Mohon tunggu...
Irfan Ariq
Irfan Ariq Mohon Tunggu... -

Selanjutnya

Tutup

Humaniora

Indonesia Harus Pintar

27 April 2017   17:08 Diperbarui: 28 April 2017   02:00 119
+
Laporkan Konten
Laporkan Akun
Kompasiana adalah platform blog. Konten ini menjadi tanggung jawab bloger dan tidak mewakili pandangan redaksi Kompas.
Lihat foto
Humaniora. Sumber ilustrasi: PEXELS/San Fermin Pamplona

Dengan isu suku dan ras, mereka saling mengolok dan menyindir. Dengan perbedaan gender, mereka saling meremehkan. Dengan isu agama saja, masyarakat Indonesia mulai terpancing dan saling menyalahkan pihak satu dengan pihak yang lain. Karena perbedaan pendapat, mereka tak lagi bersatu, mereka menganggap jika seseorang yang tidak sepaham dengannya berarti dia adalah musuh. Gejala cuek, tak acuh, dan saling mencibir ditengah masyarakat Indonesia ini menjadi salah satu bahaya yang mengancam persatuan di Indonesia. Ini sesuatu yang konyol menurut saya.

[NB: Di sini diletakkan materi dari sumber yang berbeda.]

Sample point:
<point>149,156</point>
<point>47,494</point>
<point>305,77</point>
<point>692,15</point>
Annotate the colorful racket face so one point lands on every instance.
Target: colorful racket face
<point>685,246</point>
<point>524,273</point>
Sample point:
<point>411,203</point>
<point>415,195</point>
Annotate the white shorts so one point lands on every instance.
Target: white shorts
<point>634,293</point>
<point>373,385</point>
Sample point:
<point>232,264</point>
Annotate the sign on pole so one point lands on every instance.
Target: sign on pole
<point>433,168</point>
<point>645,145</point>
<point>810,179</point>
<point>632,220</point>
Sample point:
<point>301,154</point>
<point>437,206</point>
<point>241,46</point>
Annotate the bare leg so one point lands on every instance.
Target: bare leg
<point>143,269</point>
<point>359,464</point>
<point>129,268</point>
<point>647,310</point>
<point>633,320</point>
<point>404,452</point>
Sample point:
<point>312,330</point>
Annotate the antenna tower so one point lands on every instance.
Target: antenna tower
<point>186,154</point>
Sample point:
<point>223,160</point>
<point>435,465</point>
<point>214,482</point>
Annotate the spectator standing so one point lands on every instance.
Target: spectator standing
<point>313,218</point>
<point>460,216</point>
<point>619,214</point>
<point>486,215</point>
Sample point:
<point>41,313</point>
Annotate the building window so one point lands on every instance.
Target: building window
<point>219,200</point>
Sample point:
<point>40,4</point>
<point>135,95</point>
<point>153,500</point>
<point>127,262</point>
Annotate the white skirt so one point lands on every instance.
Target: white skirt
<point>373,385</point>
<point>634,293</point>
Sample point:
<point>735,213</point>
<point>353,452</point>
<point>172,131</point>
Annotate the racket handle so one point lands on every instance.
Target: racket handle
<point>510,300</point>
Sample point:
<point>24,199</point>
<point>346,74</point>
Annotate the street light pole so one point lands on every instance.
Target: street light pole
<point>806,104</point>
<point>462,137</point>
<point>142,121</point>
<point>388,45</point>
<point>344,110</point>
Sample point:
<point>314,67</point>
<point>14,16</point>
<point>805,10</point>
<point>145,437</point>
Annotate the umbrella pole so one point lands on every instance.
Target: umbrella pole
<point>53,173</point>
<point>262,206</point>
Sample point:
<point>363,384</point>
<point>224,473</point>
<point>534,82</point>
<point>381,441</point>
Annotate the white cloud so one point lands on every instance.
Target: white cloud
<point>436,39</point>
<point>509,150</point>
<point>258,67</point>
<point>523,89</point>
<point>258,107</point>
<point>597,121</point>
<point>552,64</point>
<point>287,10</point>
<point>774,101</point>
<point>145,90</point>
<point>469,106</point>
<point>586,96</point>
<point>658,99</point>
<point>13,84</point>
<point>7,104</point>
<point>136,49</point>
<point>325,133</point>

Hal seperti ini bukan hal baru di Indonesia, dapat ditarik sejarah di tahun ’40-an ada organisasi bertajuk agama yang berpikiran radikal, keras, dan fanatik, yang menuntut Negara Kesatuan Republik Indonesia agar dijadikan negara dengan tajuk agama tersebut alias seluruh masyarakat dituntut untuk memiliki agama yang sama dengan organisasi tersebut, dan Bung Karno dianggap sebagai penghalang pemikiran tersebut karena Bung Karno menyatakan bahwa Indonesia harus berdasarkan Pancasila, bukan yang lain. Bukan jalan damai dan diplomatis yang dilalui organisasi tersebut, melainkan percobaan pembunuhan Presiden pertama kita yang dikenal dengan peristiwa Cikini di tahun ’50-an. 

Isu ini juga pernah ada di jaman kepemimpinan Soeharto, yaitu isu “Cina” karena dianggap bukan etnis asli Indonesia dan hanya sebagai pendatang, dan juga etnis Cina pernah disangkut pautkan atau memiliki korelasi dengan Komunis sehingga etnis Cina dan Komunis memiliki konotasi yang buruk karena propaganda pada Orde Baru. Yang menuduh Komunis adalah Atheis, tidak bertuhan, dan lain-lain. Faktanya, Tan Malaka, dengan karyanya “Madilog”, salah satu tokoh penting dalam pergerakan Indonesia karyanya ternyata memiliki ideologi Komunis dan ia seorang muslim yang taat. 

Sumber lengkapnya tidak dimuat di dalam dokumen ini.